There was no doorman even though the building looked like it should have one. As he walked up the four flights of stairs, he did consider the irony of a foreign student living so much better than a would-be Wall Street banker. The place was clean, and her apartment was more than twice the size of Walsh’s SoHo flat.
He stepped out of the stairwell onto the new plush carpet in the hallway, then took a moment to straighten his shirt. He wondered how he’d explain the pistol on his belt to Alena. He’d just tell her the truth and let the chips fall. It didn’t matter; all he needed now was to see her beautiful face and feel her arms around him. He knew she must be sick with worry over not hearing from him.
He paused again just outside her door, ran his fingers through his short brown hair, and gave the door his special rap, four quick knocks with a slight pause before two more. It was Morse code for “Hi.” Alena didn’t care much for secret knocks or nicknames. Maybe it was cultural. Walsh hoped to see for himself one day and planned a visit to Greece when he had saved enough money. At this rate it would be years, unless he had to flee because of extradition.

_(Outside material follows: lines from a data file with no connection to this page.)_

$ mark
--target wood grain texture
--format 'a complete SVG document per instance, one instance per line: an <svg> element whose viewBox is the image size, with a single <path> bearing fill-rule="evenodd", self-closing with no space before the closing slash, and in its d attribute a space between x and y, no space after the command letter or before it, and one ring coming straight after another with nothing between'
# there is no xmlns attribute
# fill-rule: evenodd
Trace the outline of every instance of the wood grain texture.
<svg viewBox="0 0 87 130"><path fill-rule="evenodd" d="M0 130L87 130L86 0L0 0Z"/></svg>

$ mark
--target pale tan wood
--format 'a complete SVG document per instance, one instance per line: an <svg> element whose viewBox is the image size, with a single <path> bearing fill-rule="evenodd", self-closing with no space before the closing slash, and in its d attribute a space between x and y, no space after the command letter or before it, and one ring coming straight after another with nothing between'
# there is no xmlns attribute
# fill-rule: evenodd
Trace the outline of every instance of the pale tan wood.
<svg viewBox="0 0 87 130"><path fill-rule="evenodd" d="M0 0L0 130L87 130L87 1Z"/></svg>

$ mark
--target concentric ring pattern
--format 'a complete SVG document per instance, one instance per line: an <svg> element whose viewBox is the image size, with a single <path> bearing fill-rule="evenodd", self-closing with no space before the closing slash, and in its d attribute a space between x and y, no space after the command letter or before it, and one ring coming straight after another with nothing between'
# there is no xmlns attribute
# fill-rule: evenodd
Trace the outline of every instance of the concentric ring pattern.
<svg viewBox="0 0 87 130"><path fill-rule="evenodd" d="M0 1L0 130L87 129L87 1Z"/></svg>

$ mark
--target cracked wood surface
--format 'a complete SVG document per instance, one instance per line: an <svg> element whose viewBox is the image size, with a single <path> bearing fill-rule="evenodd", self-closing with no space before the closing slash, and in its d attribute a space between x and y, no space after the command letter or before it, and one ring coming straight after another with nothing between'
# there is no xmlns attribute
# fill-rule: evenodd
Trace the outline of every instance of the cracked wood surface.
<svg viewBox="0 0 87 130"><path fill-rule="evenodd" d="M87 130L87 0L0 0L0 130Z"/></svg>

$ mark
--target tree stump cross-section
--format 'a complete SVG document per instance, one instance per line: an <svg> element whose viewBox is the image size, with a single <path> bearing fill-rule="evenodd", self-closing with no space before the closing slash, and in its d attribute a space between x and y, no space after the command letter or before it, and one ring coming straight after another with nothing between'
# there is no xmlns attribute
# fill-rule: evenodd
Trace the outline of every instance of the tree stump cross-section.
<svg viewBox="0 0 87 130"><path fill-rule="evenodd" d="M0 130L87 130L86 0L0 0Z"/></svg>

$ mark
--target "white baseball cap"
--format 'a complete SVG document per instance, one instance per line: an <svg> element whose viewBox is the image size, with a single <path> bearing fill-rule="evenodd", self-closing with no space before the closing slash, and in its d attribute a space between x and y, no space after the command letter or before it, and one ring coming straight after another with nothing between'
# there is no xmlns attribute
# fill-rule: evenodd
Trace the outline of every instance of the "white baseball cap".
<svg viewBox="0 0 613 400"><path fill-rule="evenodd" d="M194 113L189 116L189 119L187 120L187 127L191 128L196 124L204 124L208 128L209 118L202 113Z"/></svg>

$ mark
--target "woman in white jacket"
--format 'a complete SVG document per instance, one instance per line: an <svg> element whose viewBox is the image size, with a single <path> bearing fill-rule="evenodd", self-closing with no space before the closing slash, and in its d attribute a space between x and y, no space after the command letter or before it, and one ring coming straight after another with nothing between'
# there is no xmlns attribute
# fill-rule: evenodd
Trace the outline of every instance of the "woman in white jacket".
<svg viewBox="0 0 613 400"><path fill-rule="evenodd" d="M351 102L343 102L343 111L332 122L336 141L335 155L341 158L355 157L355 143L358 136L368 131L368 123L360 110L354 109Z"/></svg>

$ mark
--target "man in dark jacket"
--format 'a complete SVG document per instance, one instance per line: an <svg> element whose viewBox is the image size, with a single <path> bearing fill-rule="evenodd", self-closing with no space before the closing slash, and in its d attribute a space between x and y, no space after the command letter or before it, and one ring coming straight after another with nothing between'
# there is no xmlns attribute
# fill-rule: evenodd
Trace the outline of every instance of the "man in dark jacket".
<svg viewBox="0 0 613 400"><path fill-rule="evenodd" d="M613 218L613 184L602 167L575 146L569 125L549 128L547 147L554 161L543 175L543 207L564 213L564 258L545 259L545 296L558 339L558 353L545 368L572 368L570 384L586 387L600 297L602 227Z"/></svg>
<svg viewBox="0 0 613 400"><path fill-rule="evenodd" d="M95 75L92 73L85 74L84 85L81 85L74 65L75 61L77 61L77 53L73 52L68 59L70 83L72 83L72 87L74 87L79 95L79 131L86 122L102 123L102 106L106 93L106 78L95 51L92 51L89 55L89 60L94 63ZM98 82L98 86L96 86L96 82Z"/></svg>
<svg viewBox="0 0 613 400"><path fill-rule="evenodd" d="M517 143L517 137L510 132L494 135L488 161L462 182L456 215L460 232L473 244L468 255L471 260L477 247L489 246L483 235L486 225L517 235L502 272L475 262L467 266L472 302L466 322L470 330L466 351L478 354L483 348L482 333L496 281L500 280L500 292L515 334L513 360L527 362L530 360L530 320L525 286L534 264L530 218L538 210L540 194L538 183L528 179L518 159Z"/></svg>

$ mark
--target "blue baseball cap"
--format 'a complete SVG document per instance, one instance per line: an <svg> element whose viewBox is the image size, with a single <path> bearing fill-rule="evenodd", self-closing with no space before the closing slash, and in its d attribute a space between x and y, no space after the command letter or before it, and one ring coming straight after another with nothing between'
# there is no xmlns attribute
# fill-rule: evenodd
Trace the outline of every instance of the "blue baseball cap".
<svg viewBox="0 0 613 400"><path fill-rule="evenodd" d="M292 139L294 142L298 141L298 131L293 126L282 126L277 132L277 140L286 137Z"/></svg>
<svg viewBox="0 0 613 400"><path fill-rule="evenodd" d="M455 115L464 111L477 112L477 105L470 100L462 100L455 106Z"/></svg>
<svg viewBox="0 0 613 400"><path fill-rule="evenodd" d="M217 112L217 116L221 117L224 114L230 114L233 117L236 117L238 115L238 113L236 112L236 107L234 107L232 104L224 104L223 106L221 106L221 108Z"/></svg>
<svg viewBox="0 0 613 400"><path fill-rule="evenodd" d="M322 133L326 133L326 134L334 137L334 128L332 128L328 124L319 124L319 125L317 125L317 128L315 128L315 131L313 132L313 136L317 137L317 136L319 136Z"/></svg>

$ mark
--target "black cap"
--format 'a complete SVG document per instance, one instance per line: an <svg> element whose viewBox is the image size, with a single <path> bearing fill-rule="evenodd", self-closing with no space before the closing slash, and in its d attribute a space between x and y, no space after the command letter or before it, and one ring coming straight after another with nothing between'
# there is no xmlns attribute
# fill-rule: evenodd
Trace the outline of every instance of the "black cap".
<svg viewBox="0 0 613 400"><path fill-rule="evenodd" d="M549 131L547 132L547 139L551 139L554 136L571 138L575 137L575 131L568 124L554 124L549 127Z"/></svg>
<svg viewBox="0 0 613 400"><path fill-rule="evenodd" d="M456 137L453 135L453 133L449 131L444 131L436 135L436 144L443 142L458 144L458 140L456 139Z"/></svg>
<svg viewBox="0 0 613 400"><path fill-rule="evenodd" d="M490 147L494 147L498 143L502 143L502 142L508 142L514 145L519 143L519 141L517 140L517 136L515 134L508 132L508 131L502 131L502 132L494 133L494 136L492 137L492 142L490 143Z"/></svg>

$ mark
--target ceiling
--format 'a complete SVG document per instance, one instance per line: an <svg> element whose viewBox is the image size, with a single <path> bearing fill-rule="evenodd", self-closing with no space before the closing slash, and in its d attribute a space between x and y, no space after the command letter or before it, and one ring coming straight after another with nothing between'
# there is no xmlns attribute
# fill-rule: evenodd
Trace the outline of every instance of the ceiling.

From inside he heard Alena’s voice say, “It’s open.”
Walsh loved her slight accent. He opened the door and felt a wave of relief when he saw her sitting up straight in the antique chair by her wide bay window that looked out onto another building.
Alena stayed seated as she said, “Derek, I was worried I’d never see you again.”
As Walsh stepped into the room a male’s voice behind him said, “Me, too.”
Walsh spun quickly to see a man holding a Beretta pistol, just like his. It took a moment for him to realize it was the same man who tried to rob him. The man with a scar on his face. And he realized for the first time the man had a Russian accent.
Joseph Katazin felt very confident holding the pistol in one hand pointed at the former marine a few feet in front of him. He stepped out from behind the door, and Walsh was smart enough to turn his body so they remained face-to-face. That also gave Walsh a chance to see Serge pop up from behind the tall back of the chair that Walsh’s girlfriend was sitting in.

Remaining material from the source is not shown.